От Фомы пошли мыслители и ученые, естествоиспытатели и экспериментаторы. От Фомы – Эль Греко и Достоевский, Галилей и Николай Кузанский – великие мученики и пытатели веры.


На прожженном солнцепеке сидят двое: Альбрехт Великий и Фома Аквинат. Учитель и ученик ведут ученый спор: имеет ли принципиальный крот принципиальное зрение? И час и другой, и весь день идет спор. Уже к вечеру, на закате, грубый садовник, копавшийся вокруг ученых, не выдерживает:

– ученые мужи, простите мне мою невежественную наглость, но вот на лопате – живой крот: чем спорить, посмотрите, есть ли у него глаза или нет.

– пошел вон, дурак, со своим живым дерьмом на лопате – нас интересует не эта конкретность, а «принципиальный крот имеет принципиальное зрение или не имеет?».

А вы говорите: «опыт – это так просто, сунул руки в раны и убедился!» нет! Непросто это – отчаяться и решиться на сомнение в Воскресении Христовом…

Возвращение блудного сына («Бродяга и желтый автомобиль» Алека Рапопорта)
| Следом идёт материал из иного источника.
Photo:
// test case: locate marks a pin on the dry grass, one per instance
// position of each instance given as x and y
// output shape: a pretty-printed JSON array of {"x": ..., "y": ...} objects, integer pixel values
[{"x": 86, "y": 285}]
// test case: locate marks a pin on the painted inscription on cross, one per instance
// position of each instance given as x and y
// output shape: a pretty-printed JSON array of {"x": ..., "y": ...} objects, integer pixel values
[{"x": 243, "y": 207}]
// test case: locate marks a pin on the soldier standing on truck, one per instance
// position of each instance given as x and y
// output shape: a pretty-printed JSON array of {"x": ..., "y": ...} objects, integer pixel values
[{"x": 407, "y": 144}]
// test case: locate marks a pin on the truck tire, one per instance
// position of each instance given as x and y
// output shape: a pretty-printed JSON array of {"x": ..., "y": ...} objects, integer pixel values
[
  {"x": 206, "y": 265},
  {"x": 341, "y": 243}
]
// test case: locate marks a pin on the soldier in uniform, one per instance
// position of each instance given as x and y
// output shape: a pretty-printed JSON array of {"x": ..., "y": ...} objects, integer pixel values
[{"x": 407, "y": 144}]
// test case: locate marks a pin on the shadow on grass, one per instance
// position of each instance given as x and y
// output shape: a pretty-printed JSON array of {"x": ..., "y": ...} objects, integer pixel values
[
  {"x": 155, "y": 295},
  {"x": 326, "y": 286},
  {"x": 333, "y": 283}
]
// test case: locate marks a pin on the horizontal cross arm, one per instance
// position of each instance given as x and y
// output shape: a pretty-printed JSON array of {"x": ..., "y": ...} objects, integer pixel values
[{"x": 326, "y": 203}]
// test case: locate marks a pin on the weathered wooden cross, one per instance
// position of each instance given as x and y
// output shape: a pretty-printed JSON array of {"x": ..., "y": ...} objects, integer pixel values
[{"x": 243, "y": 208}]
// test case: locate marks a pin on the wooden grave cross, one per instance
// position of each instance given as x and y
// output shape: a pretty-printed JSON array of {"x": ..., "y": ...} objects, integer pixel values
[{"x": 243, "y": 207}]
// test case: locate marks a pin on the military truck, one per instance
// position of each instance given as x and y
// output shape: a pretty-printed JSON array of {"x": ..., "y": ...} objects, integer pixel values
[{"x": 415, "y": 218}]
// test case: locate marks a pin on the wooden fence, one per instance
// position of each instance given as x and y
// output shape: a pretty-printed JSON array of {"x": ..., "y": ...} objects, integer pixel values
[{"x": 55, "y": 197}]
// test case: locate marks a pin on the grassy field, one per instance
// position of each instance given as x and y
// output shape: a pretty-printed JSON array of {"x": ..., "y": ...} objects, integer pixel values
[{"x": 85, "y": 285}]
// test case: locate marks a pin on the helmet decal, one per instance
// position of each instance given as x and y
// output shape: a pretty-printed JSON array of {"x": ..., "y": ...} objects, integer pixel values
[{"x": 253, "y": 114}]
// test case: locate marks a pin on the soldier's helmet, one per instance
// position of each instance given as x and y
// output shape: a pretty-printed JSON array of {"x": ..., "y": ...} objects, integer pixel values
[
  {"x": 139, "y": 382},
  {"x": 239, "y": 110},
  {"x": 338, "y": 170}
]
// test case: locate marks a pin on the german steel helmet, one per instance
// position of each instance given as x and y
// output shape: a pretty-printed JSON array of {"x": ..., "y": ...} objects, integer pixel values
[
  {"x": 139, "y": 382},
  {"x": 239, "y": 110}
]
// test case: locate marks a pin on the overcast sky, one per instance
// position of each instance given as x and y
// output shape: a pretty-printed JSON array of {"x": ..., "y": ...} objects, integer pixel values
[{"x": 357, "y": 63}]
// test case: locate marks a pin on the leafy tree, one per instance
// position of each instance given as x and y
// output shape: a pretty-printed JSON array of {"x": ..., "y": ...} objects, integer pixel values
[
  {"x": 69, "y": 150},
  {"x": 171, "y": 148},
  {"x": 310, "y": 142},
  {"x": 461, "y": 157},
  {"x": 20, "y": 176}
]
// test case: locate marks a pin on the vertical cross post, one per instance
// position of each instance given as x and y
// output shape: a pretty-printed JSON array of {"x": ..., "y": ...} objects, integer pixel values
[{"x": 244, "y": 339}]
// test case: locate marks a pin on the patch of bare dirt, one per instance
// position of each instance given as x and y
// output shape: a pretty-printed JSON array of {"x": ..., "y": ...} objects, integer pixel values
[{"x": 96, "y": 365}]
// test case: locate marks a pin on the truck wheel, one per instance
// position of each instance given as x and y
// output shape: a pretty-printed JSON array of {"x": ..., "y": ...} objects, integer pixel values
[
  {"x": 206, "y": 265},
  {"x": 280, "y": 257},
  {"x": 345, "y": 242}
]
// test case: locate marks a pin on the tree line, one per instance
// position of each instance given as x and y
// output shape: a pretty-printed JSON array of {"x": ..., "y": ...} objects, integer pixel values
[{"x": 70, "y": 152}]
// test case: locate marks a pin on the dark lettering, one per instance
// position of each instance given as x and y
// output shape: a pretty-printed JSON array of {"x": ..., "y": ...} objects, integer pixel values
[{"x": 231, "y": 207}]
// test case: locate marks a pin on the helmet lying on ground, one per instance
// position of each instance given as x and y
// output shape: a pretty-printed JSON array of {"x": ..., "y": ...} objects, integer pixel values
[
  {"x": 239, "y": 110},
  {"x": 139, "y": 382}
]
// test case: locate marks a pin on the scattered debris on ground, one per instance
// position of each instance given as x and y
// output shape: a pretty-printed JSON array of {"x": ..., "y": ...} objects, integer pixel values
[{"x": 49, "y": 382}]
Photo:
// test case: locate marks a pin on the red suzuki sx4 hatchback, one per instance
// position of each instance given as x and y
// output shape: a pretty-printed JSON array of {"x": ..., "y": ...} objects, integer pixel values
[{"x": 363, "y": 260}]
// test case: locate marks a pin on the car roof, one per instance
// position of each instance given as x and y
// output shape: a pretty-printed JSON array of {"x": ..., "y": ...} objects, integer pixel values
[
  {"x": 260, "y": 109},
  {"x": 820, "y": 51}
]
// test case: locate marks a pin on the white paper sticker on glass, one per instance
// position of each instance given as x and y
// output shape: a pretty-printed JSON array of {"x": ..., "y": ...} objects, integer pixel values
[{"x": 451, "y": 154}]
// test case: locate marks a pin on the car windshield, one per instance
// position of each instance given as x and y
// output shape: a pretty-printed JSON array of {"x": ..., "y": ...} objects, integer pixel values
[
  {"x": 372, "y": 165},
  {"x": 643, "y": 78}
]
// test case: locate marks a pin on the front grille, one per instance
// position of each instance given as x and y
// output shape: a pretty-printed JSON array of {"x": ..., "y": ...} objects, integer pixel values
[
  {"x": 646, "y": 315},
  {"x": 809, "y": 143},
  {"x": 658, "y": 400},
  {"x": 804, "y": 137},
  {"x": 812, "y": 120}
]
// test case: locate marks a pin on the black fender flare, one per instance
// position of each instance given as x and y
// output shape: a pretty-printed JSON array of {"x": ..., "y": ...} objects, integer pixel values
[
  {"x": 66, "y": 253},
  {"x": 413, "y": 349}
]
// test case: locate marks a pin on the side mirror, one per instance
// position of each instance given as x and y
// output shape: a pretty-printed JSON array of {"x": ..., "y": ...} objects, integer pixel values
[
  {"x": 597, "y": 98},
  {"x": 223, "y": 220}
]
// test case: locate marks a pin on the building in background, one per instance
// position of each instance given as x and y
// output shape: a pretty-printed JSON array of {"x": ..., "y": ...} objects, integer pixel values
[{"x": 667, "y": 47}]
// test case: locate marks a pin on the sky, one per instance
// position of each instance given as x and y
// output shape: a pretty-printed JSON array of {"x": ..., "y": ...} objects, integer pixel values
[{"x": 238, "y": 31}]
Встану, пойду к отцу моему и скажу ему: отче! я согрешил против неба и пред тобою, и уже недостоин называться сыном твоим; прими меня в число наемников твоих.

Лк. 15.18—19 Притча о блудном сыне

Сколько их было, интерпретаций притчи о блудном сыне…

Рембрандт – картина ориентирует нас не на коленопреклоненном сыне, а на отце. Мы не видим отеческий взгляд, опущенный на вернувшегося к порогу, мы лишь угадываем этот взгляд печального прощения. Нам запоминаются руки, принимающие блудного сына, натруженные тем, чего не сделал в доме отца молодой бродяга, усталые руки перетрудившегося. Прощают и они, но не мы…

Илья Глазунов, не жалея полотна и красок, дает нам православного комсомольца Павлика Матросова в джинсах, истово просящего прощения у ортодоксального Бога. Одесную и выше – хрестоматия по «Родной речи» для четвертого класса, ошую и ниже – тлетворное влияние Запада в животноводческом аспекте. Отец и сын – ничтожная условность идеологических декораций и обстоятельств крутой траектории художника.

Алек Рапопорт – скромное полотно, потому что денег на материалы хватало не всегда. Это – геометрия возвращения: хорошо проветриваемый и продуваемый мир, сосредоточенное незамечание цивилизации и женщины, горькая судьба на босу ногу. Картина полностью посвящена самому блудному сыну в акте, противоположном Исходу. Строго говоря, эта картина – легко угадываемый автопортрет художника, возвращающегося из исканий и блужданий к своему Отцу и Отечеству – библейско-христианскому Богу и Средиземноморской культуре.

И, как и на многих религиозных картинах Рапопорта, в «Бродяге» читается сложный и упорный диалог ветхозаветных и евангельских персонажей Библии и самого художника. Фома Неверующий, Блудный Сын, Иов и Алек Рапопорт – все пытаются решить проблему постижения Бога: опытным испытанием и чувственным восприятием – апостол, через бегство, рабство и отчуждение – герой Евангелия, судом и отрицанием Бога – отчаявшийся пророк, муками, терзаниями и дерзаниями творчества – художник.

Бродяга Алек медленно, но движется, идет к нам и к Богу. Его путь только начат и неизвестно, когда же он припадет к порогу. И мы слегка завидуем ему.

Право слова

(«Нонконформизм остается. Алек Рапопорт», Санкт-Петербург, ДЕАН, 2003)

Художник редко говорит и еще реже имеет право голоса: его дело рисовать. Слова, как правило, возникают у плохих художников, рука которых не договаривает то, что рвется из художника и точно также писатели и поэты стараются не иллюстрировать самих себя. Но что-то заставляло Пушкина и Лермонтова дорисовывать к стихам небрежные наброски – и что-то заставляло Алека Рапопорта писать словами. И мы не можем назвать их неумелыми, а раз так, то следует прислушаться и вглядеться в то, что является дополнением их гениев. Они имеют право слова, поскольку им есть что сказать.